Crip-e... The way to stop them is to KEEP feeding them that kind of nastiness!
Can't really visualise you in a Chippy, but have no problem seeing you in a Kebab house! Funny that.
I get a 'twitchy' thinking about kfc, that succulent, tender, mouth-watering reason I’ll probably (definitely) be on my 2nd heart bypass this time soon.....
anyway back to the blog....
chips that was it.
chips.
I’ve eaten quite a lot of the little heart stoppers, in pompi AND ooop north-ish. (midlands) I’ve had gas electric AND fan assisted ovens and i say to you the oven chip is cac. oh yay!

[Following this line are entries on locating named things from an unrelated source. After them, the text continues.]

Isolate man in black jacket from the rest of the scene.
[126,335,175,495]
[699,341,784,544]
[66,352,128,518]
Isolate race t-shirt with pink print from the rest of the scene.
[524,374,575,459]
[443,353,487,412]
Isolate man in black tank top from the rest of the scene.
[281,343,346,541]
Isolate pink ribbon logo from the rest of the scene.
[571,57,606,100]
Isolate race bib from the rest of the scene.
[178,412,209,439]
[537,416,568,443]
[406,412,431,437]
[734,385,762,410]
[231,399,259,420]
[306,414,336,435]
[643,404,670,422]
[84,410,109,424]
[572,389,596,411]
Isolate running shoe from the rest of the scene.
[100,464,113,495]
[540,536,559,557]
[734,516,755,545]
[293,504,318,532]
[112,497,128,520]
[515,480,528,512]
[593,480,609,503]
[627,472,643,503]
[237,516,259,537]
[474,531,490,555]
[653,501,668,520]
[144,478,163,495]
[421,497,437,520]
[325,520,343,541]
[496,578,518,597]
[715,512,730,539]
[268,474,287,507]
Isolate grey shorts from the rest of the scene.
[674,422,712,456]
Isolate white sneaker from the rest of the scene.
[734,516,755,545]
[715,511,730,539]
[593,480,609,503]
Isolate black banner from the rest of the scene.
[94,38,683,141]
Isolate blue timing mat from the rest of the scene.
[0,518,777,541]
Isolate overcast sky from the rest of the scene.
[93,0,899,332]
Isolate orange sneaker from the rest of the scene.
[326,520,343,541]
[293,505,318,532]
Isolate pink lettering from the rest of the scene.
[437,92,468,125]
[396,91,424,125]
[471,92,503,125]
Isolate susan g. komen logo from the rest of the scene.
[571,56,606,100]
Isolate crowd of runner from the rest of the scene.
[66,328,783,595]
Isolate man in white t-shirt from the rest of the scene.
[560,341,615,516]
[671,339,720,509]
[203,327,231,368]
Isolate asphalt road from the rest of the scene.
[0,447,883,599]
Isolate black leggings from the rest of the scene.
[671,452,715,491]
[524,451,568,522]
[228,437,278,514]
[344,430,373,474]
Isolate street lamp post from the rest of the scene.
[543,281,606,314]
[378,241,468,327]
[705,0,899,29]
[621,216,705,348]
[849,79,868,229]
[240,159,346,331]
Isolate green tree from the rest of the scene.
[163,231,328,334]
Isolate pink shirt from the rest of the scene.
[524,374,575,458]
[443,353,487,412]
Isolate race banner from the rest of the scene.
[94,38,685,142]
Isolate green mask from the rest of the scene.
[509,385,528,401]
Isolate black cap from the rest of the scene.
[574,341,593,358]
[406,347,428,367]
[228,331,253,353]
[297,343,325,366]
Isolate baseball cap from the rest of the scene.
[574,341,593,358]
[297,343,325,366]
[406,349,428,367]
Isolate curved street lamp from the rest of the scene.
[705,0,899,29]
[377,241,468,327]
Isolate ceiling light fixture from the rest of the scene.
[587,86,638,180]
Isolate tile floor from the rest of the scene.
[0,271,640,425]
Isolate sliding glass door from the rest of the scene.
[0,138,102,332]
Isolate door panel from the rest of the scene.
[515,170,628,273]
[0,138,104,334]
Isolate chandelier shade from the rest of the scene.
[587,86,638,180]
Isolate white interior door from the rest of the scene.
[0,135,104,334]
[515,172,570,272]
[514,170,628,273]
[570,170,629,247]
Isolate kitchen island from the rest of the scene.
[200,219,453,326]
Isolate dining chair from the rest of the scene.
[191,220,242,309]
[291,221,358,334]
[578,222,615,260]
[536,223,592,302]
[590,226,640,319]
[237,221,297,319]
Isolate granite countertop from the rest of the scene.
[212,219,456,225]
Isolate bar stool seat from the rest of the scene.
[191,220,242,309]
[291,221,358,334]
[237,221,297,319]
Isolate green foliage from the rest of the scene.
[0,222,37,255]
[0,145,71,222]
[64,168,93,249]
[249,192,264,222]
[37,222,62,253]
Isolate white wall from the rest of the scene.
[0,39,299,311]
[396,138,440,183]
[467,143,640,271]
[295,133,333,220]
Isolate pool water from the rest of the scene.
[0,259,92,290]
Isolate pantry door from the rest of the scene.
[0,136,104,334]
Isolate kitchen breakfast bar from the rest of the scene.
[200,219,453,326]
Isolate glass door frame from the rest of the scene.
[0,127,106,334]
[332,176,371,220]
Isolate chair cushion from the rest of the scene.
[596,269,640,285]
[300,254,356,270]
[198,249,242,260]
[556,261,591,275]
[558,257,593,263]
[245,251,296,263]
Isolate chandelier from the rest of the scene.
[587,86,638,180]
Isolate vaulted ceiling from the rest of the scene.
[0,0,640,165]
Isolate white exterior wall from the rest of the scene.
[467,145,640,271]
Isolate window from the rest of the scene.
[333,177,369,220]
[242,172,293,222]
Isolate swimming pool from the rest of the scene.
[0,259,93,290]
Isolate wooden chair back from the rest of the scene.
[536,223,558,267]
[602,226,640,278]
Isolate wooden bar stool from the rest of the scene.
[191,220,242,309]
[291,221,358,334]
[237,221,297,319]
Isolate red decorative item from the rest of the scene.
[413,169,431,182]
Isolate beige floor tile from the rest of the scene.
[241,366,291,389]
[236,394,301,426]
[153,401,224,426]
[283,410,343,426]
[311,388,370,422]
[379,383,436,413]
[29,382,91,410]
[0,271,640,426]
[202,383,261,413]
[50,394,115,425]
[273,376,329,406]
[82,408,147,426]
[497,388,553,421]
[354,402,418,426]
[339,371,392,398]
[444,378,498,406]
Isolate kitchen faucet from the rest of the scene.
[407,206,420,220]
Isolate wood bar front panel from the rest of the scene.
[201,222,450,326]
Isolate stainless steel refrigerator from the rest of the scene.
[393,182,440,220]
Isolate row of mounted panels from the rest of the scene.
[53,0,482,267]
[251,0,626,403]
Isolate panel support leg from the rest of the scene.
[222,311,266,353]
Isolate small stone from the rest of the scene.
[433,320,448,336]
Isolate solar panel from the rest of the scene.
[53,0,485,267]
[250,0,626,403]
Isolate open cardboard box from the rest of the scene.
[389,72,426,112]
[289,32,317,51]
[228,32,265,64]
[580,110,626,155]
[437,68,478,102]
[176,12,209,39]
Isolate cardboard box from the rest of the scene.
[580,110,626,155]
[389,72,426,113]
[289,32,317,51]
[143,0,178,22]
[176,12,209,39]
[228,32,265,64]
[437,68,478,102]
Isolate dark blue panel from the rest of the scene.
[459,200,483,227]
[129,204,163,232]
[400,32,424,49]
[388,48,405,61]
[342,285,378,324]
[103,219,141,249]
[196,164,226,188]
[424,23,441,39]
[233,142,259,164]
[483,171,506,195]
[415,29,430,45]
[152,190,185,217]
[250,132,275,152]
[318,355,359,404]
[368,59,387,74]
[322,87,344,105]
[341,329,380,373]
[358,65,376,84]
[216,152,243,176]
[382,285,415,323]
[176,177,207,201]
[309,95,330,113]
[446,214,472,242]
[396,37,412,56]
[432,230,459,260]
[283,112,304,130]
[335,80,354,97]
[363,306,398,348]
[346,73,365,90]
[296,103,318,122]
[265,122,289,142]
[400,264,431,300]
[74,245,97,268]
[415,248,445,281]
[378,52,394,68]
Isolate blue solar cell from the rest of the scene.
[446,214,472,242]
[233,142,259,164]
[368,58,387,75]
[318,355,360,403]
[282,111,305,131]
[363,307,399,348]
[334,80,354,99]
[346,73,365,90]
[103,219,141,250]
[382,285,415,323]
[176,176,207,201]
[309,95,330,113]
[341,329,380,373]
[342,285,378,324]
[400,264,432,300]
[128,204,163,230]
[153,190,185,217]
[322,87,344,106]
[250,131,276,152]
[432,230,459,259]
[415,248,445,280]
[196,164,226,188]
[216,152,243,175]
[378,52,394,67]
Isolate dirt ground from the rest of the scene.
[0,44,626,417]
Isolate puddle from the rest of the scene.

ospreys is good but is it as good as that one on the Milton rd that I can't remember the name of (known for his fish !!?),I ask?
ha!
sorry.... I left my box at home and went to London for the weekend, probably the longest weekend of me long life!! arguments, fallouts, crazy fast drive back , yes!! you!! you w***** SHIFT!! kinda driving.
still, beats the crap outa liking david moyes. oh yay!!
Sleepy, you don’t know the half of it! I was made to wear a paper hat and blue striped apron! I did try the local kebab shop, but they told me that my stubble want up to standard for the job.
Tek.. Milton?! I don't go out of Seasea, unless it's off the Island completely. Milton holds no appeal for me. EXCEPT for Gilberts the sweetie shop, who still have stuff in jars and weigh it out for you.
Crisp-e.. Please tell me John has picture evidence of this!
I can't get rid of the image of you with a huge knife, carving the 'elephant's leg'!